Cette politique de baisse des taux s’aligne parfaitement avec la doctrine trumpiste « America First ». Le consensus du marché est que les politiques tarifaires et budgétaires de Trump feront déraper le déficit américain « comme un cheval fou », entraînant une perte de crédit, une inflation et une hausse des taux. Pourtant, en réalité, la hausse du dollar résulte surtout du fait que les taux d’intérêt dans d’autres pays ont baissé davantage que ceux des États-Unis (dans les pays où les taux sont relativement élevés, la monnaie s’apprécie). Quant à la baisse des cours des obligations américaines (hausse des rendements), elle correspond à un rebond temporaire normal en pleine phase de baisse des taux.
Quant à l’anticipation du marché d’une « reflation », à moins que Trump ne déclenche une quatrième crise pétrolière, aucun raisonnement logique ne peut expliquer pourquoi il souhaiterait relancer l’inflation, que les Américains exècrent plus que tout.
Pourquoi alors la baisse des taux tarde-t-elle tant ? Cette année, les anticipations de baisse ont oscillé sans cesse. Selon moi, cela vise à éviter un épuisement prématuré de cette attente : c’est justement en maintenant une posture « faucon » (hawk) que l’on laisse de l’espace pour une future « colombe » (dove).

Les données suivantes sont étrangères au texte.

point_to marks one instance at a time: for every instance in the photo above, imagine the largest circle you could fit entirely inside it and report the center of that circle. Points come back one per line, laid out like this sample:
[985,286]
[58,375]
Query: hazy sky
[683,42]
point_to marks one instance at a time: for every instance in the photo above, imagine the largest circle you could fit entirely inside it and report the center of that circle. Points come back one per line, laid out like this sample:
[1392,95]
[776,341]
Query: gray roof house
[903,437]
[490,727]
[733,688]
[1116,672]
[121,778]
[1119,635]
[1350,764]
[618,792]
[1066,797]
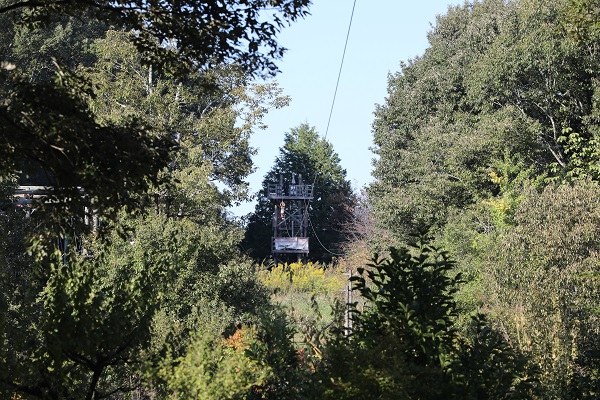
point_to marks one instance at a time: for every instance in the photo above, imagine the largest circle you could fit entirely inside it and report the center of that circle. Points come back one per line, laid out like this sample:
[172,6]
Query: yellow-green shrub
[309,277]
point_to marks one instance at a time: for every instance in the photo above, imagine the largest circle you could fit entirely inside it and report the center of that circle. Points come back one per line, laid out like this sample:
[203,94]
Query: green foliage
[305,153]
[215,370]
[404,344]
[311,278]
[542,284]
[199,34]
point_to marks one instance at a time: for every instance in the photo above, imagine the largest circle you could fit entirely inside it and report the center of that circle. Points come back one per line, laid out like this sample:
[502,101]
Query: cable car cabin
[290,199]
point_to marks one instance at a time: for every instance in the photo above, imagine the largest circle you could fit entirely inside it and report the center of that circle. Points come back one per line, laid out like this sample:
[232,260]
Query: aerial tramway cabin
[290,199]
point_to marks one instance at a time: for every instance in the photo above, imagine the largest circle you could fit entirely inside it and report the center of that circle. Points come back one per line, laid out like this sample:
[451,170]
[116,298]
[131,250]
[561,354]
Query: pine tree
[305,153]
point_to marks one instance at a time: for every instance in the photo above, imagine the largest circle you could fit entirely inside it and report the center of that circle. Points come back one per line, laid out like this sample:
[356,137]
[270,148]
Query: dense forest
[468,269]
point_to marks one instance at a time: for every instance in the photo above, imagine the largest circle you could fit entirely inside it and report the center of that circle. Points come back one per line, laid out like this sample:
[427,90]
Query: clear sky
[383,33]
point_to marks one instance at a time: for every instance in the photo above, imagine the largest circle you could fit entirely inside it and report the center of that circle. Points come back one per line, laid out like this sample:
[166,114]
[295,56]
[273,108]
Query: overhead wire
[329,119]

En reprenant l’expérience historique depuis 1990, la Fed a suspendu deux fois ses baisses de taux : en août 1989 et en août 1995, pour évaluer la croissance avant de décider du rythme et de l’ampleur des futures baisses. Par exemple, après une baisse « préventive » en juillet 1995, la Fed est restée inactive pendant trois réunions consécutives, avant de décider de baisser à nouveau de 25 pb en décembre 1995, suite à la fermeture temporaire du gouvernement américain due à un blocage budgétaire.

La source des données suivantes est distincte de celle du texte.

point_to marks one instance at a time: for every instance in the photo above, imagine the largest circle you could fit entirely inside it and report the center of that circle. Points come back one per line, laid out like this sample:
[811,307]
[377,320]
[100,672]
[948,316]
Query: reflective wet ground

Il ne faut donc pas raisonner selon la logique du marché, car cela conduit souvent à des erreurs. Il faut « penser à l’envers, agir à l’envers ». Alors, quelles opportunités à venir ?
1. Du point de vue des actifs en dollars : l’or reste un bon placement ; les obligations américaines, surtout les longues, sont de mauvais actifs.
2. À un moment donné, les États-Unis commenceront à baisser les taux, activement ou passivement. Nous devons nous y préparer, en surveillant attentivement le rendement des obligations américaines à 10 ans.
3. Le bitcoin reste un actif risqué de qualité supérieure, et sa valeur demeure robuste.
4. En cas de correction significative du marché boursier américain, acheter progressivement par paliers. Les valeurs technologiques conservent un fort potentiel de rendement.